Despite the negative connotations of the swastika, the Nazi monopoly on the symbol has only existed since World War II. Before then, many groups adopted it as a symbol. One of these groups was the 45th Infantry Division of the United States Army. As you would imagine, they have since changed the insignia. Its most recent incarnation is a thunderbird.
In August of 1924, the 45th Infantry Division adopted the swastika as their shoulder patch insignia. It was a symbol they picked up from the local Native American tribes and was meant to be respectful to them. The swastika they chose is bright yellow inside a red square with the points up, down, left and right rather than at the corners. The colors are very typical of the southwest.

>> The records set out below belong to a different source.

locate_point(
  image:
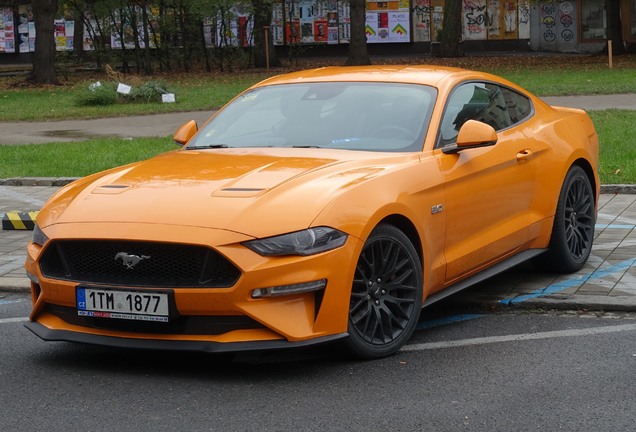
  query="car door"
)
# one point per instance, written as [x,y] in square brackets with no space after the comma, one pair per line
[489,190]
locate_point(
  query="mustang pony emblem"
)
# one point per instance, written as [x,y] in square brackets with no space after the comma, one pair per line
[130,261]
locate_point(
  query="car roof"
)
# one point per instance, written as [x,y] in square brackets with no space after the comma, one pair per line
[424,74]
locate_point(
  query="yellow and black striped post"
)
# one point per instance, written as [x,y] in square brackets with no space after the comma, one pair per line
[19,220]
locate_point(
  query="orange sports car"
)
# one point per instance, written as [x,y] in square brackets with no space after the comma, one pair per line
[328,204]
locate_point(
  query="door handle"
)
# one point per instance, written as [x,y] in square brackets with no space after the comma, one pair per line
[524,155]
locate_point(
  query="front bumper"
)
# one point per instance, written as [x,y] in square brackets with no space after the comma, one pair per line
[278,322]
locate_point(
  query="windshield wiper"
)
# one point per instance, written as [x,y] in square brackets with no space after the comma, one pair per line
[208,146]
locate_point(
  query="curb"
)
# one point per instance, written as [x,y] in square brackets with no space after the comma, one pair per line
[23,220]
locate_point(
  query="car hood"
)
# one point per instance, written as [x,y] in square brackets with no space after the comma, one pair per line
[253,192]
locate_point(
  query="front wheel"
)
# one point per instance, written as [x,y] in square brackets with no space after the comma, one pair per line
[386,295]
[573,230]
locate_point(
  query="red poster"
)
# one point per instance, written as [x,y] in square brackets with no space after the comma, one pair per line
[292,32]
[320,31]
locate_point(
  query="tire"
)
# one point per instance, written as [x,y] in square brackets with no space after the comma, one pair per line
[573,229]
[386,294]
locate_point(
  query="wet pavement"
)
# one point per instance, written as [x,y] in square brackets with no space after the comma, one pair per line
[606,283]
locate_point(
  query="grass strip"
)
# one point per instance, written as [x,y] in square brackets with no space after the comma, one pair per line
[77,159]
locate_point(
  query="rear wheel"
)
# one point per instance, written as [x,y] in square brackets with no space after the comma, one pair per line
[386,296]
[573,230]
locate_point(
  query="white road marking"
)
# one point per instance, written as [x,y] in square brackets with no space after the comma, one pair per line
[12,320]
[520,337]
[21,197]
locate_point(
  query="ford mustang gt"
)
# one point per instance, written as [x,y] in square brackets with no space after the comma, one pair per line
[322,205]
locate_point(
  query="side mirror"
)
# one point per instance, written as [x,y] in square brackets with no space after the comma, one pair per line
[185,132]
[473,134]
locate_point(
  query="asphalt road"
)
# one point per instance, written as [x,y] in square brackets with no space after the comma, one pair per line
[493,372]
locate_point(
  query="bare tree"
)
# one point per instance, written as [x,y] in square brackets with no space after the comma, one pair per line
[263,48]
[358,54]
[44,59]
[452,29]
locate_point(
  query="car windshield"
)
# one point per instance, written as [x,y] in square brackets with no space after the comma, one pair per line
[388,117]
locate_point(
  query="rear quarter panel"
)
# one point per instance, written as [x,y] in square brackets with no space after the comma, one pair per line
[566,137]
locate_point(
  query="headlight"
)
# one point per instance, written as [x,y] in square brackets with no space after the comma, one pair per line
[39,237]
[306,242]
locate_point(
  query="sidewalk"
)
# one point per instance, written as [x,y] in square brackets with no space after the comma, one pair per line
[607,283]
[161,125]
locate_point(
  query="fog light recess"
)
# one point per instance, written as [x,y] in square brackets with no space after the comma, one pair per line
[291,289]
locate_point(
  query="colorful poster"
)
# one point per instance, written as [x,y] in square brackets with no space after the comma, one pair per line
[524,19]
[7,31]
[321,31]
[25,16]
[344,22]
[399,27]
[421,21]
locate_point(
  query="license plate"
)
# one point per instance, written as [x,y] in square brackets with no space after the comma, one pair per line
[121,304]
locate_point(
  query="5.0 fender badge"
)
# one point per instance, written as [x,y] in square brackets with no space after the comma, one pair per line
[130,261]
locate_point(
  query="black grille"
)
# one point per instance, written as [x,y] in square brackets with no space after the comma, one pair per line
[158,264]
[186,325]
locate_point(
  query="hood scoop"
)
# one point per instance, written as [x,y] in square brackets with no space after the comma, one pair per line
[111,189]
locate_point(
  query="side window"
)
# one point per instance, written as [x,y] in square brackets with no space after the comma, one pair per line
[489,103]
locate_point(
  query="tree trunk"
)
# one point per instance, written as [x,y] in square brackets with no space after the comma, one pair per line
[263,48]
[614,28]
[146,24]
[78,35]
[452,29]
[44,59]
[358,54]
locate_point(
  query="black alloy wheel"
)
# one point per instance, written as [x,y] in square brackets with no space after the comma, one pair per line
[386,295]
[573,230]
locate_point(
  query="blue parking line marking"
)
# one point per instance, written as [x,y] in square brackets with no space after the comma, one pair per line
[446,320]
[614,226]
[576,281]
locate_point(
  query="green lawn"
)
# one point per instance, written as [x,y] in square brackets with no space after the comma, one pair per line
[618,152]
[542,75]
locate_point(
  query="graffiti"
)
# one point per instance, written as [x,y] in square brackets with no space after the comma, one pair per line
[567,35]
[566,20]
[549,36]
[475,19]
[547,9]
[476,14]
[524,13]
[567,8]
[565,14]
[549,21]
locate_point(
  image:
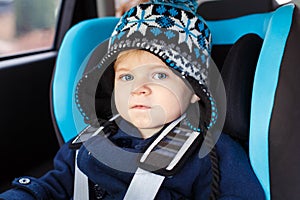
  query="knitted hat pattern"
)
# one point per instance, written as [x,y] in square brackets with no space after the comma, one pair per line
[173,31]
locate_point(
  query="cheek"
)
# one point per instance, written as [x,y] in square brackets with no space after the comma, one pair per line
[121,99]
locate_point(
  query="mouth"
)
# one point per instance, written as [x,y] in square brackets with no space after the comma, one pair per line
[140,107]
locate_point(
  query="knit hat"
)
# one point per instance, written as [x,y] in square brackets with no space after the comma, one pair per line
[169,29]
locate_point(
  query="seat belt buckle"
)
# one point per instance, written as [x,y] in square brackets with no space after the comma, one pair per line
[166,155]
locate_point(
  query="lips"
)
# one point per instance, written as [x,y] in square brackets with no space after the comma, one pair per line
[140,107]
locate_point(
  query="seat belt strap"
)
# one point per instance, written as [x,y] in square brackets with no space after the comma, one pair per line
[144,185]
[81,185]
[160,159]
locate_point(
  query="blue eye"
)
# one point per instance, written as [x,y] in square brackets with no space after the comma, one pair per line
[126,77]
[159,76]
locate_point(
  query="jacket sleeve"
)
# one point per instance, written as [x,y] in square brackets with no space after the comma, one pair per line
[237,179]
[55,184]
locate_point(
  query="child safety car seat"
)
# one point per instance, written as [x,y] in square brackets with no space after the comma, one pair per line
[260,74]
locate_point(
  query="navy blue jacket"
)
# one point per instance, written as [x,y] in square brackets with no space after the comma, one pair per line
[192,182]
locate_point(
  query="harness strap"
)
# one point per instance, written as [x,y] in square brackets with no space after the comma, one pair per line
[142,178]
[81,185]
[161,159]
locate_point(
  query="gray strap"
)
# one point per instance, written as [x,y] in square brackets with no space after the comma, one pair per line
[144,185]
[81,185]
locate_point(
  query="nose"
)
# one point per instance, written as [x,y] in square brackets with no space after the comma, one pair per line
[142,90]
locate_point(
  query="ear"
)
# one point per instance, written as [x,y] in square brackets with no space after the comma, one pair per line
[194,98]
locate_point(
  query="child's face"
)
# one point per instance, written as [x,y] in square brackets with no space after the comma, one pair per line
[147,93]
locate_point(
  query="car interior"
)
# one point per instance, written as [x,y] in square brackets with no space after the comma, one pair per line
[255,48]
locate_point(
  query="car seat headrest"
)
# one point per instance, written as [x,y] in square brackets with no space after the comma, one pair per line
[226,9]
[238,74]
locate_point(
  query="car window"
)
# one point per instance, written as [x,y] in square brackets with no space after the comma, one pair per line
[27,25]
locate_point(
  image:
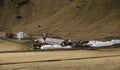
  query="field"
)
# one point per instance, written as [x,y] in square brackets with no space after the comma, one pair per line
[101,59]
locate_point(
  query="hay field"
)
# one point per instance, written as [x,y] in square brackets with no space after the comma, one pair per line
[104,59]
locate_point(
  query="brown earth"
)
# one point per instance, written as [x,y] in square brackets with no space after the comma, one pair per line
[69,60]
[76,19]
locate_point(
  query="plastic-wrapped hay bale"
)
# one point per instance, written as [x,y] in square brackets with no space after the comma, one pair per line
[116,41]
[102,44]
[47,47]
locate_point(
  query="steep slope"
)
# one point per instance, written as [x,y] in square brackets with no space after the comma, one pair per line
[77,19]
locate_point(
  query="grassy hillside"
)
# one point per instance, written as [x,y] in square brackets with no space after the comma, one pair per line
[76,19]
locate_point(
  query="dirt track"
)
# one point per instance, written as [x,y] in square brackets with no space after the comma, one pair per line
[102,59]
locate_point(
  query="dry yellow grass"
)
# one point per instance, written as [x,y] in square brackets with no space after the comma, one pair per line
[31,60]
[84,19]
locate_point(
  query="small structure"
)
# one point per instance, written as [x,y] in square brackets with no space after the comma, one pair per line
[21,35]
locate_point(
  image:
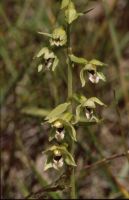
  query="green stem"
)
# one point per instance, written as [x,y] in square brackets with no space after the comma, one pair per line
[70,91]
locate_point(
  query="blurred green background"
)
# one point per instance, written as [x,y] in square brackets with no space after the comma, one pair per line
[26,96]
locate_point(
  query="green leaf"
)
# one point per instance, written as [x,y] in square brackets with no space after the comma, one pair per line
[101,76]
[57,111]
[64,3]
[36,112]
[46,34]
[72,131]
[78,111]
[71,13]
[82,78]
[55,63]
[97,63]
[40,67]
[96,100]
[78,60]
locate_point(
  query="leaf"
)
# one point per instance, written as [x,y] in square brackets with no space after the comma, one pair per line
[46,34]
[78,110]
[64,3]
[83,81]
[97,63]
[40,67]
[58,110]
[71,13]
[72,131]
[55,63]
[33,111]
[78,60]
[101,76]
[96,100]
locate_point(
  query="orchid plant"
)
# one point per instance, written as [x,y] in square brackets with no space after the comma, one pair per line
[63,119]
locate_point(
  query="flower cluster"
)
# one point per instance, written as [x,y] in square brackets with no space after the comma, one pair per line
[61,119]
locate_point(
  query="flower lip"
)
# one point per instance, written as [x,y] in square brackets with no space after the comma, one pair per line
[58,157]
[91,71]
[60,129]
[89,109]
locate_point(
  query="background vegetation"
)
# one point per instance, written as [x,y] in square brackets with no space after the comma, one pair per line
[26,96]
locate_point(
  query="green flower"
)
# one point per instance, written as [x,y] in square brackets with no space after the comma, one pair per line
[88,106]
[60,130]
[58,37]
[48,59]
[57,156]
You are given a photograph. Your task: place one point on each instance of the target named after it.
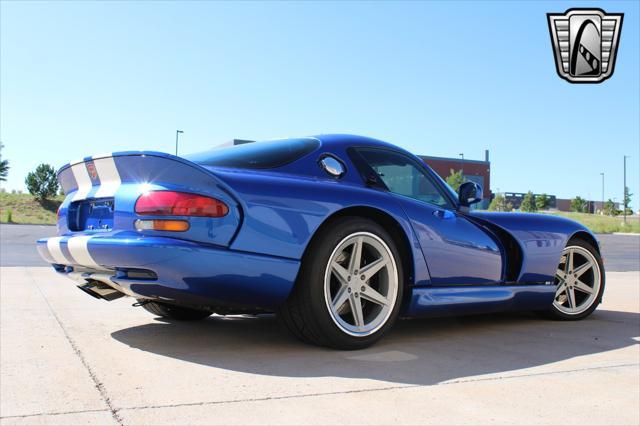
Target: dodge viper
(339, 235)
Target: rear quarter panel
(283, 212)
(541, 237)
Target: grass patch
(603, 224)
(23, 208)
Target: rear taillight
(171, 203)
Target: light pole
(177, 134)
(602, 205)
(624, 193)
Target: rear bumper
(185, 272)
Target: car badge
(585, 43)
(91, 168)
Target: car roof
(343, 141)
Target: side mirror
(469, 193)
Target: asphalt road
(17, 248)
(67, 358)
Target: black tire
(306, 314)
(555, 313)
(174, 312)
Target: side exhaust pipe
(100, 291)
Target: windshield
(256, 155)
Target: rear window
(257, 155)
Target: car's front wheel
(349, 288)
(579, 281)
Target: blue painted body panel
(446, 301)
(251, 256)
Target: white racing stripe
(53, 245)
(84, 181)
(109, 177)
(80, 252)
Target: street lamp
(177, 134)
(602, 205)
(624, 193)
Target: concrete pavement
(66, 358)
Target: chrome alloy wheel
(578, 281)
(361, 284)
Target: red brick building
(473, 170)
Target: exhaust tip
(100, 291)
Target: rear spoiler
(101, 176)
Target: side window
(402, 176)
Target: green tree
(499, 204)
(4, 170)
(579, 205)
(42, 182)
(4, 166)
(528, 203)
(542, 202)
(627, 200)
(455, 179)
(610, 208)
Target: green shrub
(42, 182)
(528, 203)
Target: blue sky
(438, 78)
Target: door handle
(444, 214)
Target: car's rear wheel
(179, 313)
(349, 288)
(579, 281)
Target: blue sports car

The 45th Infantry Division changed their insignia to a thunderbird in 1939, as Germany was making many enemies among countries that the United States would soon align with. The thunderbird that they picked up as their new insignia was also taken from local natives, so they were able to keep at least that purpose. Two years later, they were made regular army for a limited time in preparation for war. They had to undergo extensive training to become battle ready and were not shipped out until June 8, 1943.
The unit was kept busy during their time overseas and, having apparently lost deference for the swastika, was allegedly involved in two massacres of German soldiers. The 45th I.D. also fought in the Korean War. The division is currently inactive.